The transition from my previous case to the Fractal Design Define R4 case was very easy and straight forward, there is a lot of room to work with and my only struggle was the top middle motherboard securing screw due to the huge NH-D14 CPU cooler restricting access. Of course I installed the motherboard with the CPU cooler installed as it didn't require any maintenance other than blowing out the dust build up. While swapping out your hardware to your new case it's a good idea to do a little spring clean of your hardware removing dust that builds up over time. The bottom cable pass through can get very crowded since it deals with most if not all of the cables that require routing, and thankfully the Define R4 has an extra large pass through in place to deal with this scenario.
There aren't any flashy cable routing channels behind the motherboard tray like you would see in a more expensive PC case, but I don't think the Fractal Design Define R4 really needs them. There is a very spacious 26mm gap between the motherboard tray and side panel to deal with even the thickest of cables, and plenty of cable tie down points should you require a neater cable arrangement. The cable pass though points of the Define R4 were perfect for my motherboard which meant only minimal cables were visible inside the case.

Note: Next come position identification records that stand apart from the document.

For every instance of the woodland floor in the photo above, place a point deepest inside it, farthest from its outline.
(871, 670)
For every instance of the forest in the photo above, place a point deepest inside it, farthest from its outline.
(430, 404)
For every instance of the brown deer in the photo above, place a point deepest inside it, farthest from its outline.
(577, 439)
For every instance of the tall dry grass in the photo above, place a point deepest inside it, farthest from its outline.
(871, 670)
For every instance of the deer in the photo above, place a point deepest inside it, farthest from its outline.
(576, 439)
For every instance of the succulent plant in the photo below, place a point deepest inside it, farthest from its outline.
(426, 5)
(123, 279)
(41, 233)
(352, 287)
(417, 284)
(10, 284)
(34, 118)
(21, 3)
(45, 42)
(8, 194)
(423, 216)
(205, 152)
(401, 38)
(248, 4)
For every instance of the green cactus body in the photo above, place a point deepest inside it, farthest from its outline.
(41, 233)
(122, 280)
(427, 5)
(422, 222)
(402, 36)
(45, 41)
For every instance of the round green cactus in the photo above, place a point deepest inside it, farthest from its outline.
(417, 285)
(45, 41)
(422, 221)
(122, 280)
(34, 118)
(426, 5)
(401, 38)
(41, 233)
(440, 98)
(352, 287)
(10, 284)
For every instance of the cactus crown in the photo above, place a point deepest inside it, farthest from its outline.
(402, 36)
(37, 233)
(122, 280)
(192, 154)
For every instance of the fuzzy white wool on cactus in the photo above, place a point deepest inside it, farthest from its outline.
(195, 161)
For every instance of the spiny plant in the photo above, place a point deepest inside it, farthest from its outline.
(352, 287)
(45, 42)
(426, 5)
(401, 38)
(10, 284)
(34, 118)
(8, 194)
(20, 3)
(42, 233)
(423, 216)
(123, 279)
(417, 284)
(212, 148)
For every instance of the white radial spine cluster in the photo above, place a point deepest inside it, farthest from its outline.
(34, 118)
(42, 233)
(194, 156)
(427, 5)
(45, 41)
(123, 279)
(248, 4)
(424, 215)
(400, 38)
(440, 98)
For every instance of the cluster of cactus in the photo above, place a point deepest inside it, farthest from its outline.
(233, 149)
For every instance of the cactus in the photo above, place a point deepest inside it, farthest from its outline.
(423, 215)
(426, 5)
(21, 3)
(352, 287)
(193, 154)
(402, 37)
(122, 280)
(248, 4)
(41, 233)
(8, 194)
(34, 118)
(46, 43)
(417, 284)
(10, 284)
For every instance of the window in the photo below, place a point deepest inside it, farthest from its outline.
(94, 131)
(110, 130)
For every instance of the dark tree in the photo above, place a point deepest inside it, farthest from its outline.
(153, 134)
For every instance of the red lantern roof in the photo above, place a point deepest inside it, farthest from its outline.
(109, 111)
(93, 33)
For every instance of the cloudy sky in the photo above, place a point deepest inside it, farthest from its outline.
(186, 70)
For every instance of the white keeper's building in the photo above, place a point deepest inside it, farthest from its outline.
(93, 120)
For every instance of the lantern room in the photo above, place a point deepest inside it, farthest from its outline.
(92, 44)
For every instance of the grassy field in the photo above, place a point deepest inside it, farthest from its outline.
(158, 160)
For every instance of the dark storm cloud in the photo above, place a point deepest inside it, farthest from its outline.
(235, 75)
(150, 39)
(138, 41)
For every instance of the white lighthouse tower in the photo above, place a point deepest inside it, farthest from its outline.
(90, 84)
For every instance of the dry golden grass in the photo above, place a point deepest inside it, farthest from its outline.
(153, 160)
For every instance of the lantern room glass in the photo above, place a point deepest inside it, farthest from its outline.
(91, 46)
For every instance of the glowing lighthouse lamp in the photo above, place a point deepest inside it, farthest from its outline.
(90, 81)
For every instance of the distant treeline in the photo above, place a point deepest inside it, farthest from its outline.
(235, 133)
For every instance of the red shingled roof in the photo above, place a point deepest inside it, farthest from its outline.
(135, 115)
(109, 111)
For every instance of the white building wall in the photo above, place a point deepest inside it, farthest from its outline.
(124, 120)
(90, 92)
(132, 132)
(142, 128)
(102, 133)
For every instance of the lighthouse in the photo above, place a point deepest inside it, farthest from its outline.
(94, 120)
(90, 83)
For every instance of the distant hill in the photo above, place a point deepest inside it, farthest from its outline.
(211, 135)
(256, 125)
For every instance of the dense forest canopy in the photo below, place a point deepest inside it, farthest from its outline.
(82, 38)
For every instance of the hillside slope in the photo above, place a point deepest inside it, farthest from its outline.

The CPU back plate cut-out requires a trade off between size and structural integrity. Make it too small and it won't suit all motherboards, make it too big and the motherboard tray will be too flexible. Once again I think Fractal design have hit the nail right on the head with this design. The Fractal Design Define R4 Case weighs slightly less than 12kg empty, with my system installed it weighs 19kg. I can only imagine how much it would weigh with two or three video cards and a custom watercooling system installed. Suffice to say the Define R4 is not the sort of case you will be taking to a LAN party, it is best suited to a workstation or stationary home build - designed to blend in and not demand too much attention while still retaining the build quality PC hardware enthusiasts demand.